Bah. I posted too fast. I just thought up what I think is a proof for the easy half. That is:
1/q terminates => the only prime divisors of q are 2 and 5.
For a real number R, the following are equivalent: “R’s base-10 representation terminates” and “There is some natural number N such that 10[sup]N[/sup]R is an integer”. I don’t think this statement requires much proof, do you?
Anyway, then, what we’re given is that there is some N such that 10[sup]N[/sup]/q is an integer, which we’ll call M. So 10[sup]N[/sup] = qM. Fundamental Theorem of Arithmetic. Blah blah blah. The only prime divisors of qM (and thus q) are 2 and 5.
Now, I’m not so sure about the other half. The part that says:
The only prime divisors of q are 2 and 5 => 1/q terminates.
However, I think it might not be so hard.

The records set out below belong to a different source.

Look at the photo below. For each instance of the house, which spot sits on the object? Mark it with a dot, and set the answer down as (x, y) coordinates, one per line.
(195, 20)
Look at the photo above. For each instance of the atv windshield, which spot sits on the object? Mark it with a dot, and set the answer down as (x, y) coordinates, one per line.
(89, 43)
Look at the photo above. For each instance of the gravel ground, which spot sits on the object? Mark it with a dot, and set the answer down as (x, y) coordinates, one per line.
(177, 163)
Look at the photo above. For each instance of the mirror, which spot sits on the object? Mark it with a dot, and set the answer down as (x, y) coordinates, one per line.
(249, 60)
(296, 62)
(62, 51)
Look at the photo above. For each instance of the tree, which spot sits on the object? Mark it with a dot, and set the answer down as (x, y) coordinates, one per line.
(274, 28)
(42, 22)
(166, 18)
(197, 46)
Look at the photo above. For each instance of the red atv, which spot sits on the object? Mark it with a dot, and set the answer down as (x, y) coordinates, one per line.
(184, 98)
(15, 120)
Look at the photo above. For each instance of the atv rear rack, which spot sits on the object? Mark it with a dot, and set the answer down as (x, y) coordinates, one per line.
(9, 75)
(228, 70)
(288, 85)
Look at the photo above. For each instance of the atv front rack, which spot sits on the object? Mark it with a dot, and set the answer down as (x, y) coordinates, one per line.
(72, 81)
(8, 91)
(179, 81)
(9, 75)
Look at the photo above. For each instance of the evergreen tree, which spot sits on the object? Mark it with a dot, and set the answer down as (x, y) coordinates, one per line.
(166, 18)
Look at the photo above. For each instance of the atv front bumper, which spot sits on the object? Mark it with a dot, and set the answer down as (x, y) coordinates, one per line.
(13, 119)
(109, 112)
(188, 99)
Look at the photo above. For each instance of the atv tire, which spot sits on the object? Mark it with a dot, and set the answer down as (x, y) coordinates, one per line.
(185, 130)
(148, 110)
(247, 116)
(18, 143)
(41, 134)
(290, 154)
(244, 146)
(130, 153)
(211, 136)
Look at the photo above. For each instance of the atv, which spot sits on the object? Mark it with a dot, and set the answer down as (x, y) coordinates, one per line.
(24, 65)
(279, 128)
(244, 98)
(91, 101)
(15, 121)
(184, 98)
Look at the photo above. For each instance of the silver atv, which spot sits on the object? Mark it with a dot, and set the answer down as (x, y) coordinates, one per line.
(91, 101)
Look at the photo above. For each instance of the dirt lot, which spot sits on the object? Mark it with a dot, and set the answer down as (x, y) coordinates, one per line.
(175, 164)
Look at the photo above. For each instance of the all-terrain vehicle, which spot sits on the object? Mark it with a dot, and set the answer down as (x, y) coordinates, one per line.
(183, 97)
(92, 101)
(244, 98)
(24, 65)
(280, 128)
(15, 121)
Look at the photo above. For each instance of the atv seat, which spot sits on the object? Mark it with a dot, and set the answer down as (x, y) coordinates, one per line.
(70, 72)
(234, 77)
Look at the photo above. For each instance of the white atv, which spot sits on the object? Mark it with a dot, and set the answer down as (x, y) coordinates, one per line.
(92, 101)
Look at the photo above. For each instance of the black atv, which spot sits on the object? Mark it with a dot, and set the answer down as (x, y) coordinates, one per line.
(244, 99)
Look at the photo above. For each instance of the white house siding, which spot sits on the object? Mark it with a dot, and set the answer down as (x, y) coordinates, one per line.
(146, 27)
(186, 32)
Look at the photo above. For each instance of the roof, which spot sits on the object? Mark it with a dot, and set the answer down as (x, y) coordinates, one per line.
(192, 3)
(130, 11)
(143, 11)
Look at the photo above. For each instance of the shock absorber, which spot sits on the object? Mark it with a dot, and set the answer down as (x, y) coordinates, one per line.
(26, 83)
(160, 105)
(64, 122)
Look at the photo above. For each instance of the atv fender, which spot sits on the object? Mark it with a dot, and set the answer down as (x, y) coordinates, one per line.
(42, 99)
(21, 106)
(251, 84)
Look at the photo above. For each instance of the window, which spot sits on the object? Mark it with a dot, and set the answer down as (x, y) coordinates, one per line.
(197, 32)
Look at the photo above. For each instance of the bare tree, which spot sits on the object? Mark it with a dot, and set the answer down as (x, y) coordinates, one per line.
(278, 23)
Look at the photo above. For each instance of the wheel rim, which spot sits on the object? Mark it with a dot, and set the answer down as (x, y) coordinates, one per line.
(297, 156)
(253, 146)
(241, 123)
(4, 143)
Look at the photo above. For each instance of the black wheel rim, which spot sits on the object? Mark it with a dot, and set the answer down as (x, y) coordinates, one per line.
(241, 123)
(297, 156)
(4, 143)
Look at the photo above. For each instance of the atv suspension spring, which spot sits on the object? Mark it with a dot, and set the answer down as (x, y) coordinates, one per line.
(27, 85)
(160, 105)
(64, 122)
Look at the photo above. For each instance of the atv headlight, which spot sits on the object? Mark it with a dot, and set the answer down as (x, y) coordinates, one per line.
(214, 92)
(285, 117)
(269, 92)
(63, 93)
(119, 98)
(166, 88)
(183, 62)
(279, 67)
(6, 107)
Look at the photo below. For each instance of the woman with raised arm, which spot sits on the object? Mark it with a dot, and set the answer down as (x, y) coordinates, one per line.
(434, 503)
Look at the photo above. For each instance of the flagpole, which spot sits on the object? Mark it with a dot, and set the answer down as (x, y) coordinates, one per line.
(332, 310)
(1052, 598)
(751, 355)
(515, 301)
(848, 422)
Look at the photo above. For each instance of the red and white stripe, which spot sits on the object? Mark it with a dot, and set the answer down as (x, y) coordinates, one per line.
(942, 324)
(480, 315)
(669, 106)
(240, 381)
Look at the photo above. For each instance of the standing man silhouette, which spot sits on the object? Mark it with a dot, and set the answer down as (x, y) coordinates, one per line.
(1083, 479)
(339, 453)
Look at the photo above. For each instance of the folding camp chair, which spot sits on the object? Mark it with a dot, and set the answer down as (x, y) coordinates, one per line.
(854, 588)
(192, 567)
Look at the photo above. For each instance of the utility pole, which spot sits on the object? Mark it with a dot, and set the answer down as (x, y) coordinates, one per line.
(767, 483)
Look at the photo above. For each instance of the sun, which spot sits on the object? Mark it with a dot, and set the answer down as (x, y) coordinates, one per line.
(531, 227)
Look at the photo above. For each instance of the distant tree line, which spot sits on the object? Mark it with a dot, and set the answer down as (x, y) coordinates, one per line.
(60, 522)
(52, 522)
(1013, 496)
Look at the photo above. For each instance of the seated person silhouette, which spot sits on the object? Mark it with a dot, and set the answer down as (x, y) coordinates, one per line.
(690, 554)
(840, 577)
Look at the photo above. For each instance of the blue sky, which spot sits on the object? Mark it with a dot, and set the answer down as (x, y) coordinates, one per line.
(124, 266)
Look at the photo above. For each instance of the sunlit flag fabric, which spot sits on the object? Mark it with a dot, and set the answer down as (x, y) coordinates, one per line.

Let’s see… If q = 2[sup]A[/sup]5[sup]B[/sup], then let M = 2[sup]B[/sup]5[sup]A[/sup], and then qM = 10[sup]A+B[/sup]. Letting N = A + B should do it. Though I’m not as sure about this half. What do you think?
PROPOSITION: Suppose m and n are coprime integers. Then the decimal representation of m/n terminates if and only if n is of the form 2[sup]a[/sup]5[sup]b[/sup].
Proof: If n = 2[sup]a[/sup]5[sup]b[/sup] then m/n = k/10[sup]r[/sup] for some integers k,r. For example if a>b,
m/n = 5[sup]a-b[/sup]m/10[sup]a[/sup]
Now it is clear that k/10[sup]r[/sup] is a terminating decimal.
Conversely, if m/n = N.a[sub]1[/sub]a[sub]2[/sub]…a[sub]M[/sub], then 10[sup]M[/sup]*(m/n) is an integer s. Then
m/n = s/10[sup]M[/sup] and, after cancellation, n is of the form 2[sup]a[/sup]5[sup]b[/sup].
Even better: you have that qM = 10[sup]A+B[/sup], so 1/q = M/10[sup]A+B[/sup]. That should be good enough–if two rationals are equal, then they have the same representation in base ten.
Okay. I am arguing that after we have cancelled the fraction s/10[sup]M[/sup] into its lowest terms the only prime factors in the denominator will be 2 or 5, since there is nowhere for any other factors to have come from. We can prove this formally:
PROPOSITION: Suppose a/b = m/n where a,b,m,n are integers and m,n are coprime ( so that the fraction m/n is in its lowest terms). Then for every prime p, if p divides n then p divides b ( so the only possible prime factors of n are the prime factors of b).
It will be helpful to prove first the
LEMMA: Suppose that p is prime and x,y are integers. Then if p divides the product xy, p divides either x or y.
Note that the assumption that p is prime is necessary here. Thus 6 divides 3*4 but does not divide either 3 or 4.
Proof: By unique prime factorization we can write x and y as products of primes. Then xy can be factorised as the factorization of x followed by the factorization of y and, again by UPF, this is the only possible factorization of xy. Now for every prime p, if p appears in the prime factorization of xy it must have apppeared in the factorization of either x or y ( by construction). Thus p divides x or p divides y, as claimed.
Proof of proposition: We have mb = na. Suppose p is prime and p divides n. Then certainly p divides na and thus p divides mb. By our lemma it follows that p divides m or p divides b. But m and n have no common factor greater than 1 and so ( since p divides n) it is imposssible that p should divide m. Thus p divides b and the proof is complete.